"Pray be so kind as to see me. I want to thank you for your goodness to my wife. I landed in London two hours ago on my arrival from America."
He walked up and down the hall while a footman carried the note to his mistress. His heart beat heavily, tortured with the anticipation of horror; to look upon the altered face; to have to tell himself that this was Antonia.
The man came back, solemn and slow, in his rich livery and powdered head. Her ladyship would see Mr. Stobart.
She was sitting in a large armchair by the fire, her face showing dimly in the twilight. He could distinguish nothing but her pallor and the difference in the style of her hair. The flowing curls that he had admired were gone. He felt thankful for the darkness which spared him the immediate sight of her changed aspect.
"I am glad you are back in England, Mr. Stobart, and have escaped the perils of that dreadful war," she said, in a low, grave voice. "But you have had a sorrowful welcome home."
"Yes, it was a heavy blow."
"I hope you had received Lady Lanigan's letter, and that the blow was softened by foreknowledge."

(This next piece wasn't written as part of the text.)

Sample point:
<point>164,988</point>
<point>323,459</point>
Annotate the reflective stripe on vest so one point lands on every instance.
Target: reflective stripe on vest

"No, I had no letter; I came home expecting to find all things as I left them. My mind was full of schemes for making my wife happier than I had made her in the past. But I doubt sins of omission are irrevocable. A man may sometimes undo what he has done, but he cannot make amends for what he has left undone."
There was a silence. The shadows deepened. The wood fire burnt low and gave no light.
"I have no words to thank you for your goodness to my wife," he said. "That you should go to her in her loneliness, that you should so brave all perils, be so compassionate, so self-sacrificing! What can I say to you? There is nothing nobler in the lives of the saints. There was never Christian living more worthy to be called Christ's disciple."